Question About GHSA-v364-rw7m-3263 Advisory – Why Was It Published Suddenly & Should We Follow GitHub Versioning?

Questions
1

Hi n8n Team and Community,

I recently came across the GitHub Security Advisory GHSA-v364-rw7m-3263 (CVE-2026-21877), which mentions a critical vulnerability affecting certain n8n versions and recommends upgrading to 1.121.3 or later.

I have a couple of questions:

  1. This advisory appeared quite suddenly in GitHub Security Alerts.
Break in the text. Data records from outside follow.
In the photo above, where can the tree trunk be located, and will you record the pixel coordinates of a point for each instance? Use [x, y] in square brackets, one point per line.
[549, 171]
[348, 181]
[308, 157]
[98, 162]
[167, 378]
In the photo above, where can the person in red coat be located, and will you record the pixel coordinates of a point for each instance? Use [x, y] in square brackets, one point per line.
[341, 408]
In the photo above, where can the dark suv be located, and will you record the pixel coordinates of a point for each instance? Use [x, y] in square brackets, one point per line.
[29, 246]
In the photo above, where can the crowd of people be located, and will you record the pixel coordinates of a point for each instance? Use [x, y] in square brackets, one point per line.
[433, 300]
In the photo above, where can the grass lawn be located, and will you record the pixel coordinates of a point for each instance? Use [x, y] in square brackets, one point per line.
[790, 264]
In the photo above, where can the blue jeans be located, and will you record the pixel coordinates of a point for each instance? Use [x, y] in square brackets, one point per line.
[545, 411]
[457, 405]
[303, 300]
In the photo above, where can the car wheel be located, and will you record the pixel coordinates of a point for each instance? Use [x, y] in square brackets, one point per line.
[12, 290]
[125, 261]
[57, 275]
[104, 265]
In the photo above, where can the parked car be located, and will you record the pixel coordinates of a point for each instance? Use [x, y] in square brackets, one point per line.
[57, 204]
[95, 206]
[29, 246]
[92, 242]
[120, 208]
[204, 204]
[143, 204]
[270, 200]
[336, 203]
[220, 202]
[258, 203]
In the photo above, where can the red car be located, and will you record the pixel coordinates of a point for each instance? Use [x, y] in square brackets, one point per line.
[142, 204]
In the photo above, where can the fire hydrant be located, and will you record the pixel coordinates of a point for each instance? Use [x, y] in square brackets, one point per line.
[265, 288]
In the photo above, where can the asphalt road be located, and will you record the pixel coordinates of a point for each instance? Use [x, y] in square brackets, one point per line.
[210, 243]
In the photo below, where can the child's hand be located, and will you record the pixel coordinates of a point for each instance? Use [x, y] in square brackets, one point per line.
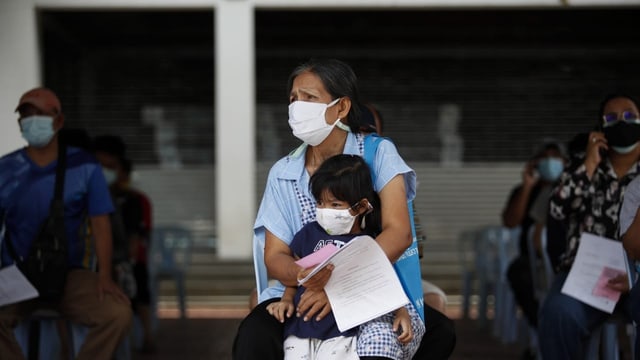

Was this part of a coordinated disclosure after a fix was released?

  2. Should we strictly follow the version ranges mentioned in GitHub Advisories (for example, affected versions >= 0.123.0 and < 1.121.3)?

  3. Is upgrading to the patched version immediately recommended even if we are not actively using the affected node (e.g., Git node)?

  4. For self-hosted users, is there any additional mitigation we should consider beyond upgrading?

Would appreciate clarification from the maintainers or anyone who has more insight into how these advisories are published and how we should treat them in production environments.

Thanks in advance :folded_hands:

2

Hey!

  1. Exactly, once the fix was provided and the security risk was fully addressed, we published the recommended guidelines.

  2. Yes, the affected versions include the full version range from when the vulnerability was initially introduced up to the last impacted version.

  3. Good question. Overall, the upgrade is recommended in all cases. If you’re absolutely sure that the affected code does not impact your instances in any way, and if the upgrade process is time-consuming for you, that’s a risk you need to evaluate yourself.

  4. Not at this point for this advisory.

Thanks

3

Hello,

We are currently using v1.109.2 and I would like to clarify whether there are any usage charges associated with the community versionof n8n under the new license terms.
In our organization, we are currently using n8n under what we believe to be the community license, and up until now, we haven’t paid any license fees. However, I’ve come across information suggesting there may be a cost associated with certain usage scenarios under the updated licensing terms.
Could you please confirm:

  1. Is there any usage charge for the community version of n8n?
  2. If there are limitations for the community version, could you outline what they are (e.g., based on executions or usage parameters)?

Thank you very much for your support, and I appreciate any guidance on this matter.